Friday, 20 June 2008

How Not To Make A Sitcom

I've been trying to write a comedy show over the past few weeks. OK, so I've been doing other things, stuff that might actually pay my wages some day, but this idea for a sitcom has been churning away in the back of my head and I've finally put finger to keyboard and started to write it.

God knows if it'll be any good at all, and the chances of the People What Run Proper TV commissioning a sitcom from my babyshow company are miniscule, but I'm in one of those 'just give it a go' moods.

Except now, obviously, I'm avoiding the 'go' and blogging instead. It's because I've lost my chocolate bar. I wish that was an innuendo or allusion but, disappointingly, it's a simple fact.

My frankly illogical and pointless decision to try and write a sitcom - something that happens at least once a year - has reminded me of my long-dead cartoon sitcom about just-dead people. I'd just started my own company, came up with this idea, and set about raising some funds to make it.

And - what a break! - someone I'd worked with introduced me to a very rich man who wanted to fund comedy. Result, eh? Well, not really. Firstly, this man might have been very rich but he certainly wasn't going to give actual money to me without a fight. Meetings, parties, booze, meals - that was all fine, lots of lovely schmoozing in great places, but genuine money for scripts or characters or the existing-in-the-real-world items that might get a broadcaster interested in the show - nah...

Secondly, he was somewhat... er, slightly... now, how should I put it? Incredibly, astonishingly, overwhelmingly rude, arrogant, unfunny and loud. And, lastly but not leastly, he was disliked by almost everyone in the comedy industry - as in totally hated and bad-mouthed and cursed about. Until he'd turn up at the Groucho Club, card behind the bar, when everyone smiled and laughed at his puns and agreed to do reams of work for no money but more wine.

One such meeting - or 'meeeeeeeeeeeeeeeeeeeding' as he'd call it - had me and my techie co-company owner being picked over by an Animation Expert to see how and why our cartoon systems were so special. The truth was that they weren't, it was just we used computers and programs designed to create video game animation for the telly. And video game animators, who were a tenth of the price of proper ones.

We couldn't tell anyone that - we thought they'd copy us, and our paranoia was fuelled by lots of beer at 11am in the morning for a lunch at 2pm - so we made up loadsa shit. My mate said he hard-wired the computers himself. I had to stifle a giggle. The expert asked if he could see one. I said no, the software was secret.
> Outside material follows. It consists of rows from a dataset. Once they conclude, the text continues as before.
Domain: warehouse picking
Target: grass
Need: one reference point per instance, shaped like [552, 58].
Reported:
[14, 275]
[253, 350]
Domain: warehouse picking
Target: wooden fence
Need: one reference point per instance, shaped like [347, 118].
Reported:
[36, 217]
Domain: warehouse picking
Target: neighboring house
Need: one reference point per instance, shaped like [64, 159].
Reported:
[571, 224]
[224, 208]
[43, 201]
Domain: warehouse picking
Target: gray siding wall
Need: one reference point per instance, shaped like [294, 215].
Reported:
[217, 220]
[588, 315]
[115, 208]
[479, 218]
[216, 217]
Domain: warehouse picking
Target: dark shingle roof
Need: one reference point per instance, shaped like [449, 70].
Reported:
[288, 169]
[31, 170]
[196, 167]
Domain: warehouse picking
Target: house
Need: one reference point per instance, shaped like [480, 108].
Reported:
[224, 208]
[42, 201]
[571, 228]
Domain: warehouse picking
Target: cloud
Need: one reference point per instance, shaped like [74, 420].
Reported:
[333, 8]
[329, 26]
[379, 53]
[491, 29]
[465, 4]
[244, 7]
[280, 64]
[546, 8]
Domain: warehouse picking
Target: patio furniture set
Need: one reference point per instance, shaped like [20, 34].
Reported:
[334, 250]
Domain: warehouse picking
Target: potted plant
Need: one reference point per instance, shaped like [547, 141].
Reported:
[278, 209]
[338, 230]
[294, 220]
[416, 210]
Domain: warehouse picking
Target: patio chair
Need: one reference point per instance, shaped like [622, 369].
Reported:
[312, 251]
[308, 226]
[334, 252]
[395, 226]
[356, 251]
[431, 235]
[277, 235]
My mate hid his face behind the menu, pretending to cough to cover his laughter. The expert asked if we could bring a computer to his office, not even switch it on, just so he could see what we'd done to it. My mate said the computers couldn't leave our building, they were attached to the floor for 'stability'. I had to go to the toilet to laugh for ten minutes.

After my boss threatened to pull the plug on the whole thing Mr Rich Man finally promised some money. It turned up months late but it was something. In the meantime he got on with asking big-name writers and voices to do things for free. The people who wrote a pilot script have since written some mighty fine sitcoms. The voices in the show were even more famous then than they are now - and you'd recognise all their names today. The animation looked good for the time, if a little scratchy ten years' later.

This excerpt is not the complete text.